# Stocking Stuffers Cigar Pron



## jeepthing (Jul 16, 2009)

Wife got me a few sticks and a lighter for Christmas.
She said she found the lighter at Walgreen for $5. Seems to work pretty well.


----------



## thebayratt (Jun 4, 2009)

Hand over the lighter Jeff.... you did't see the "Keep away from children" warning on it.... That goes for the cigars...

Nice gifts!


----------



## jeepthing (Jul 16, 2009)

Used the lighter on a couple of smokes, works pretty good. Shawn I saw the warning and that's exactly why you can't have it


----------



## tmajer15 (Oct 3, 2009)

Very nice, she gets an A+ grade on that one.


----------



## Rock31 (Sep 30, 2010)

Nice hit by the wife, that lighter is cool!


----------



## rdn6405 (Nov 18, 2010)

I'm digging the lighter.


----------



## AJ FERNANDEZ FAN (Aug 10, 2010)

Nothing like a good lady in your life!!!!!!!! Good score!!!!!


----------



## z0diac (May 18, 2010)

jeepthing said:


> Used the lighter on a couple of smokes, works pretty good. Shawn I saw the warning and that's exactly why you can't have it


Great to hear the lighter's working good. I haven't had much luck with my 2 'cigar' lighters. The first desktop style lighter I ordered (single flame) leaks about 5X the gas that it accepts when filling.

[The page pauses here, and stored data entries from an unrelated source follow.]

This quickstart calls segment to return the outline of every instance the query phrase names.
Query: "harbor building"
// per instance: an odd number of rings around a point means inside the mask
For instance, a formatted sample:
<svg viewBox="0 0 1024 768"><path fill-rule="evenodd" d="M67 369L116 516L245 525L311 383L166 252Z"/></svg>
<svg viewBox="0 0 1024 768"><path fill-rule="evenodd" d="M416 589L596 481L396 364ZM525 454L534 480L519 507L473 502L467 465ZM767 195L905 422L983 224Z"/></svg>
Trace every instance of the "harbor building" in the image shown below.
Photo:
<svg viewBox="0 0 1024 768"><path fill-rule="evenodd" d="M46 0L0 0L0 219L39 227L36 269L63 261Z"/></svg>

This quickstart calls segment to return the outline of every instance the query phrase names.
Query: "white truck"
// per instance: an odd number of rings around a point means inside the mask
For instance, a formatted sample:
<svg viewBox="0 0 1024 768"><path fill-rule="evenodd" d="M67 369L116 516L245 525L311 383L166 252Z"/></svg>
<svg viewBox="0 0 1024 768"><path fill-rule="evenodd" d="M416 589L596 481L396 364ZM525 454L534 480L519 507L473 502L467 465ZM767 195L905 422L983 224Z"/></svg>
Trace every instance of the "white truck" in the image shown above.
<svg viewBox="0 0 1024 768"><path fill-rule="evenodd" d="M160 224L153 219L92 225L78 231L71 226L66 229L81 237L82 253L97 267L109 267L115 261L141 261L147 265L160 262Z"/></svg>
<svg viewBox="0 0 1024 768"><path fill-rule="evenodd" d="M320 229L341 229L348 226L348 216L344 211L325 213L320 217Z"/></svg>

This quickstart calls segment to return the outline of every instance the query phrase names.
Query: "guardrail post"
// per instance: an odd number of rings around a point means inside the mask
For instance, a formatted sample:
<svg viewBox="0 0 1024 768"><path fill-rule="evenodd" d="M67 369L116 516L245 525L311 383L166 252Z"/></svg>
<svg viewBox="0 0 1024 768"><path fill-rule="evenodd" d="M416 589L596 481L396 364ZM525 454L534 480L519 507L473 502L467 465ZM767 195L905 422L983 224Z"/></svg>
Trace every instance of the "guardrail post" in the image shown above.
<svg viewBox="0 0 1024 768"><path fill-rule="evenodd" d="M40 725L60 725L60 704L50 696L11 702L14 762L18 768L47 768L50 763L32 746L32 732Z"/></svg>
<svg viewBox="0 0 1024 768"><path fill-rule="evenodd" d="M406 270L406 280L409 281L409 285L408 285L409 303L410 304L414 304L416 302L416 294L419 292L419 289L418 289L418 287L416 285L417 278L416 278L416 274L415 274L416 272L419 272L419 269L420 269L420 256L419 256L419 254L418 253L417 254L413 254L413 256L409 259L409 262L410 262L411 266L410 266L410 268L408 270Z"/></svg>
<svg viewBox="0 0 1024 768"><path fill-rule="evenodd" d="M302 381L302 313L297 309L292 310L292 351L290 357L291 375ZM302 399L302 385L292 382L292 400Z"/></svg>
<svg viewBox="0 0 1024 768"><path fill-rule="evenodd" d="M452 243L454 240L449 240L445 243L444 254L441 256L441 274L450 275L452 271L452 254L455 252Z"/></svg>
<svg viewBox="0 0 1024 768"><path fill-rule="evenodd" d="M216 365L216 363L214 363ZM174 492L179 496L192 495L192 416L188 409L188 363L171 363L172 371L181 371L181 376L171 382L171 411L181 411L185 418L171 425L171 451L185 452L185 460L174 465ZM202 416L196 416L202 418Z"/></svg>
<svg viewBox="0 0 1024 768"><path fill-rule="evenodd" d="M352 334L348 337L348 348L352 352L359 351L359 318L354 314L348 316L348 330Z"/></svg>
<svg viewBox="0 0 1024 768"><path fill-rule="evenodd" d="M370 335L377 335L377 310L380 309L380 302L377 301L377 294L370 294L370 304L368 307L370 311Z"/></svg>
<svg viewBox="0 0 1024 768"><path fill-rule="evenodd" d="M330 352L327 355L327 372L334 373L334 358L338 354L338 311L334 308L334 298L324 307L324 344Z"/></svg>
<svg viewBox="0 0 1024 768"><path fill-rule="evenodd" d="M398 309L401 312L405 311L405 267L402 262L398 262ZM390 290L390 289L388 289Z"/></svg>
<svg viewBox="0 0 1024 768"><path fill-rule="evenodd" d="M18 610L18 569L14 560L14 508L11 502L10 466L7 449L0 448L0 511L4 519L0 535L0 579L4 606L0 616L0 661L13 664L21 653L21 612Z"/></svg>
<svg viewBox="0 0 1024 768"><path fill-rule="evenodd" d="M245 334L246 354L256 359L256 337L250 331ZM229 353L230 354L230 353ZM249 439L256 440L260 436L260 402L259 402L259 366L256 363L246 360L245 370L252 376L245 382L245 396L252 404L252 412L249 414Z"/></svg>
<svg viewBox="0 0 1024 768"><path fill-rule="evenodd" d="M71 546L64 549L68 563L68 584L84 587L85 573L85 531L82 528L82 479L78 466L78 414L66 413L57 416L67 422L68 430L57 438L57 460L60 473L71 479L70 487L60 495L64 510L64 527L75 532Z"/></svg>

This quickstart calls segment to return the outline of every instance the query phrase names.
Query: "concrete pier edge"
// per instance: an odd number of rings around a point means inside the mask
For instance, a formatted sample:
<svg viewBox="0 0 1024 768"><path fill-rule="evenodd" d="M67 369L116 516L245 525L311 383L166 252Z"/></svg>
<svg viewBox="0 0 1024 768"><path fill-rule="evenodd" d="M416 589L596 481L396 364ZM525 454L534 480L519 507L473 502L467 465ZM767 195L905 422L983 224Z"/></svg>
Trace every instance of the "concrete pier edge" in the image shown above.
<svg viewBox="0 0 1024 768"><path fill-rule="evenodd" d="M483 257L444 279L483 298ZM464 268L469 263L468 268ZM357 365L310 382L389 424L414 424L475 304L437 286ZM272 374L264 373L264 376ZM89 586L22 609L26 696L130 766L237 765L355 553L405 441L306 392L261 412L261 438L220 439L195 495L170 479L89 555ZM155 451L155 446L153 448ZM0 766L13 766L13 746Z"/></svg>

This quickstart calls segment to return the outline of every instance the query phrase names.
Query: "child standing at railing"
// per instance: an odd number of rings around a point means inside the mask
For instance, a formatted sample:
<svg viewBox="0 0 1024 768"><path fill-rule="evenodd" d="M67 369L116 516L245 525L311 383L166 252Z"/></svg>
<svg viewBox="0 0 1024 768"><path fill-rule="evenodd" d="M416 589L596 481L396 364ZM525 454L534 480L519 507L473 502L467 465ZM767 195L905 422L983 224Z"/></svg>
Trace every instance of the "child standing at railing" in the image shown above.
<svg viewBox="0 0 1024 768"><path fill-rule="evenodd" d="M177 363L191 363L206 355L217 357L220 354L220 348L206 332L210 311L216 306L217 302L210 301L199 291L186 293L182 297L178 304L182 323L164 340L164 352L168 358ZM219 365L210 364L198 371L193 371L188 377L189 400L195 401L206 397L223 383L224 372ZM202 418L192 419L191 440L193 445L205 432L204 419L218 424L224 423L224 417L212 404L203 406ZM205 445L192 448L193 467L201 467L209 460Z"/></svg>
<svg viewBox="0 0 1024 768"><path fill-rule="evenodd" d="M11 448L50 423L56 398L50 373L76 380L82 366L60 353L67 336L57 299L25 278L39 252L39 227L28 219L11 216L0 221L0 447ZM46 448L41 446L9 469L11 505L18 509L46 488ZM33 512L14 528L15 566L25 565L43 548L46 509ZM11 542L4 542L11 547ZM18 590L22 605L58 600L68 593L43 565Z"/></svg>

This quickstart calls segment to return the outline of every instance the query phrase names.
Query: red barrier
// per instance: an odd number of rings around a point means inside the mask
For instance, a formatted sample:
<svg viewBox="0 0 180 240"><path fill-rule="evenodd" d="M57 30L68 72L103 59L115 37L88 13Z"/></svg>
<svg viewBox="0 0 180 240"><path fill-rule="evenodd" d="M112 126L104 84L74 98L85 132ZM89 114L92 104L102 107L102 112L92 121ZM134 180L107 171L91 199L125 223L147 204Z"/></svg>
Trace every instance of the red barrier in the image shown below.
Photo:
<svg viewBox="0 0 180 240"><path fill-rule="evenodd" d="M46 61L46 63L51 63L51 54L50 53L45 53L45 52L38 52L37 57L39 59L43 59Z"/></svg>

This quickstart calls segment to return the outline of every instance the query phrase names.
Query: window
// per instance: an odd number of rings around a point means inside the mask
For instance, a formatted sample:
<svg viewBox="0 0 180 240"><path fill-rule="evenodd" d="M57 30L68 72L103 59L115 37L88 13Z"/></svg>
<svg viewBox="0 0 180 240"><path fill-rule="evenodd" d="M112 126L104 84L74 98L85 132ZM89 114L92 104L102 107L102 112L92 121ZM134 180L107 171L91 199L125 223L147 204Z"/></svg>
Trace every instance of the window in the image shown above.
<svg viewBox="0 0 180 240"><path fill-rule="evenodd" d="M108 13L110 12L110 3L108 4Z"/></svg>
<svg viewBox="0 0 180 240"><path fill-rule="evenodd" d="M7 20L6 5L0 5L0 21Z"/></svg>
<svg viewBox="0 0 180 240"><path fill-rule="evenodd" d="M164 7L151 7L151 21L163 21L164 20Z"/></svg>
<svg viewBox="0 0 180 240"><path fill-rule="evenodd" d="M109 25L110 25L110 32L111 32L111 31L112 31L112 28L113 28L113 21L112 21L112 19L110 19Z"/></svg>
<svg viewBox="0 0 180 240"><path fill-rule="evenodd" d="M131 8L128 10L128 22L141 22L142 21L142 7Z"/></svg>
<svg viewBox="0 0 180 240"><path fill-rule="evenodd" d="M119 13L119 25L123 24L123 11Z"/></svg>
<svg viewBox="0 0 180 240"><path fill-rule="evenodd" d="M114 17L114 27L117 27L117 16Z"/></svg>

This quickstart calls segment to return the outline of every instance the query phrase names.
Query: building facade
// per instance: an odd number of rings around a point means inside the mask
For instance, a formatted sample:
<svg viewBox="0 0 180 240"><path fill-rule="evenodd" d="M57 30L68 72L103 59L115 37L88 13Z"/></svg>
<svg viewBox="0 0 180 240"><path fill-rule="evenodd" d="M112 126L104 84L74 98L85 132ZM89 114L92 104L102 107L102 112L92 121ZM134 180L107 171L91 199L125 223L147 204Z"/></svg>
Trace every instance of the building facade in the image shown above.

They gave me a credit, and the one I ordered as a replacement (triple flame) doesn't have the most stable of flames. Although it seems to be working better as of late.

Rule for buying lighters: NOT online, and ask to try both lighting it AND filling it before buying!


----------



## Frankie Lande (Dec 5, 2010)

I want that lighter dammit. Looks like a kid's cool toy though, Think they know it
too with the "keep away from children" warning on the bottom.LOL


----------



## Evonnida (Jun 1, 2010)

They sell plastic lighters are the same at my B&M for like $8. They are awesome!! The shop has a few of them set around for smokers to use and I always use it for touch ups or relights.


----------